以下我向全世界的關心中國人權狀況的人披露這場對我的劫持的發生與違法地及殘暴地施行的過程。

劫持,就發生在北京的大白天的街頭

2011年12月18日下午16時,我正和我的朋友、解放軍新疆馬蘭核試驗基地的副團職上訪軍官祝洪章從北京市海淀區黑山扈鎮永豐屯街頭的一個診所看病出來,停在街旁的一輛車牌被摘下的軍隊小車的車門突然打開,2~3位我不認識的男子從車中出來,衝到我背後抓住我就把我往車裡塞。
在這時,一位個子約1米70厘米膚色黑黑的男子衝向祝洪章阻擋住他,使他無法前來救助我。

這些人在把我劫持上軍隊小車之後,在開動車逃離劫持我的現場之時立即開始對我進行了非法搜身。他們這次搜走了我身上的上千元人民幣、一片鑰匙等數件物品。劫持者在對我實施非法搜身的過程中,對我問了一句:「你的手機呢?」我對他們回答說:「我沒有使用手機。」

下午約17時,劫持著我的軍隊小車開到北京的某地稍事休息。一到這裡,有人叫喚了一聲「譚林書」。在這個人這麼叫喚我的當即,我抽出了我的原本被人抓住的左手,掀開罩在我頭上的頭套,那個原本抓住我的左手的人急忙離開我往我的左前方逃逸。在他這麼逃逸時,我看到了一個我所熟悉的人的頭部,這個我所熟悉的人就是海軍試驗基地第四試驗區(以下簡稱「四區」)領導在2004年和2007年2次非法拘禁我的期間都使用了的一個看守人員——士兵王鍾輝,而王鍾輝就是在大約1小時前阻擋住要對被劫持的我施援的祝洪章的那位個子約1米70厘米的膚色黑黑的男子。
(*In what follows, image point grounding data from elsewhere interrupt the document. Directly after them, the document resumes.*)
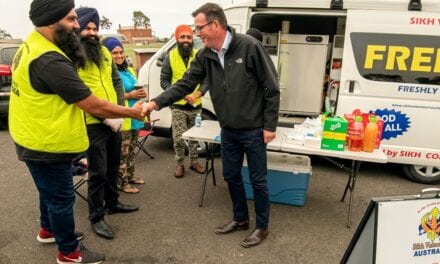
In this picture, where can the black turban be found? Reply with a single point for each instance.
(48, 12)
(86, 15)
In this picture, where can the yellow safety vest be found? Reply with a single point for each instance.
(37, 121)
(178, 67)
(99, 80)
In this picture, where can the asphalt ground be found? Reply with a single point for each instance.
(170, 227)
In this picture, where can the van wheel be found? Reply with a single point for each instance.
(422, 174)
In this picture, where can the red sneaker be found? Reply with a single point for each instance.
(45, 236)
(81, 255)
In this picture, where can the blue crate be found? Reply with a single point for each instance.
(287, 176)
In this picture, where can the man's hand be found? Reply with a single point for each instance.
(114, 123)
(268, 136)
(138, 111)
(191, 99)
(137, 94)
(148, 107)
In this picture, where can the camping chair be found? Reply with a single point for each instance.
(143, 135)
(79, 168)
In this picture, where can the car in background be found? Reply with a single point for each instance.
(8, 48)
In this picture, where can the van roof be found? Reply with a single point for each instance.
(427, 5)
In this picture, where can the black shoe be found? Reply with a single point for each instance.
(121, 208)
(232, 227)
(256, 237)
(102, 229)
(81, 255)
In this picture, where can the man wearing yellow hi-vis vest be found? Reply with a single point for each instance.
(101, 76)
(46, 121)
(185, 110)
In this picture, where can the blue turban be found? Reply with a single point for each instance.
(48, 12)
(112, 43)
(86, 15)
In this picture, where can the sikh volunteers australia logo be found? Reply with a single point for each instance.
(429, 232)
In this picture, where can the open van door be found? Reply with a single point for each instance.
(391, 66)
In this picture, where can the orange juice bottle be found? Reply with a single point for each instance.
(370, 135)
(356, 135)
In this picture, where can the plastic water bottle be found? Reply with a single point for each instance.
(370, 135)
(198, 120)
(356, 134)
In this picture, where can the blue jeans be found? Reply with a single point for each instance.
(55, 187)
(234, 143)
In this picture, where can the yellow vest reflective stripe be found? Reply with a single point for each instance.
(99, 80)
(37, 121)
(178, 67)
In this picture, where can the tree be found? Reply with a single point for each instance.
(105, 23)
(4, 34)
(140, 19)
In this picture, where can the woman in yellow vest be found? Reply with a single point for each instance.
(130, 127)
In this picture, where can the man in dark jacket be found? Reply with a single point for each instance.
(243, 84)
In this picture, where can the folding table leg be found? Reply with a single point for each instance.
(209, 167)
(355, 164)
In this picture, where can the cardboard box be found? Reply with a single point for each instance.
(334, 133)
(287, 177)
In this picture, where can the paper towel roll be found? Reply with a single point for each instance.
(285, 27)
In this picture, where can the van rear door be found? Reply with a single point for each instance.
(391, 66)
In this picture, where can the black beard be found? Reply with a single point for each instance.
(185, 52)
(69, 43)
(92, 46)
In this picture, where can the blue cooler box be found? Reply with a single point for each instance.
(287, 176)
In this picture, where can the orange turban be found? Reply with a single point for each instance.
(182, 29)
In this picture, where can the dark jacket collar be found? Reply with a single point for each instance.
(211, 54)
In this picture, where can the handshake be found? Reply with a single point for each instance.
(138, 111)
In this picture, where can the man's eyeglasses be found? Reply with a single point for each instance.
(199, 28)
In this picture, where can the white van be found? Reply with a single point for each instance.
(380, 55)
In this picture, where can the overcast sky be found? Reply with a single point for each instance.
(164, 15)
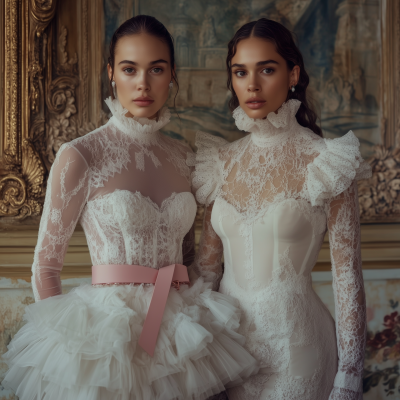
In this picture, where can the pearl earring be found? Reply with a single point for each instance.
(114, 89)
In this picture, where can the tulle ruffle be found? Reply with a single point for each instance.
(83, 346)
(333, 171)
(207, 177)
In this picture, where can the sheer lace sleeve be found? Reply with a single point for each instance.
(207, 263)
(66, 196)
(344, 237)
(188, 245)
(207, 177)
(336, 167)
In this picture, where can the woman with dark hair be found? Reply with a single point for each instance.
(270, 198)
(129, 186)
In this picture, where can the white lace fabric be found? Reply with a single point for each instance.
(106, 180)
(270, 197)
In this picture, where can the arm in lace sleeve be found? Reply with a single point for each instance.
(188, 247)
(67, 191)
(344, 238)
(207, 263)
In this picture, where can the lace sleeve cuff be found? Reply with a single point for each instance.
(207, 176)
(333, 171)
(347, 381)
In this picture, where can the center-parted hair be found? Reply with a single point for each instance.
(285, 47)
(143, 24)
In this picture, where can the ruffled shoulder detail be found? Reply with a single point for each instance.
(207, 176)
(335, 168)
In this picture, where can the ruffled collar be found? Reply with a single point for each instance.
(143, 129)
(274, 129)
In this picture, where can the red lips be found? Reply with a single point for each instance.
(143, 101)
(255, 102)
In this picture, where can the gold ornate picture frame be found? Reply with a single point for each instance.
(40, 86)
(50, 85)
上段所說的叫喚了我一聲「譚林書」並走近了我的人出現在我的面前,我在辨識出了王鍾輝在場之後,定神詳看了這人的圓盤般的面孔下的不高但很敦實的身材,以及轉頭詳看了當場在場3人中的最後一個人——這當兒正抓住我右手的人——的瘦削的面孔下的較高較瘦的身材。這時,面孔為圓盤般的人站在離我約2米處的我的正對面向我宣佈:這次是國家安全局要抓你,不是海軍要抓你。國家安全局就是我們這幾個人。你現在把我們看清楚,以後你到北京來要是幹了損害國家安全的事,也就是我們這幾個人來抓你。

說完,他叫瘦削面孔的人重新給我把頭套罩上,而自己立即離開了被王鍾輝和瘦削面孔的人挾持住的我。

在隨後到12月19日上午10時的總共17小時內,王鍾輝、北京劫持者中的瘦削面孔的人,加上另1人,乘坐北京到大連的火車和給我戴上頭套把我押解至大連。在火車上,在他們吃完應該是晚餐的食品很久之後,我先後向他們提出要吃晚飯、要喝水,都被他們拒絕。我在他們長久地這樣拒絕之後,在火車的包廂內大聲控訴他們既非法拘禁人,又虐待被拘禁者。

我因為有這樣的控訴而遭到押解我的全體3人的毆打。他們3人的拳頭,主要是坐在我身體左側的王鍾輝和坐在我對面的軟臥床位上的人的拳頭,打得我的左腮頰嚴重腫脹,以及打得我的額頭右端部腫脹。我也玩命了,在火車包廂的狹小的空間裡盡我所能拚命應對他們3人的毆打。一場力量極不對稱的打鬥過後,我被該3人打得趴倒在包廂的地面上。

在我在地面上趴著持續了約20分鐘之後,該3人取出透明膠帶,先進行將我的雙手反轉到身後的纏綁,然後進行了對我雙腿的纏綁,最後纏綁了我的口與耳的部位。我就在這樣被捆綁的情況下,被王鍾輝等看守扔在包廂座位上趴伏整夜度過了該趟火車的全部旅程。

是誰劫持了我和急切地要對我進行懲教?

火車抵達大連之後,我被劫持我的人們轉移到一輛汽車上,該汽車把我載到了離開大連27公里的1個名叫藍灣地點的一個社會組織的駐地。這次,王鍾輝在藍灣在把我交付給這裡的社會組織之後就離開該組織回四區去了。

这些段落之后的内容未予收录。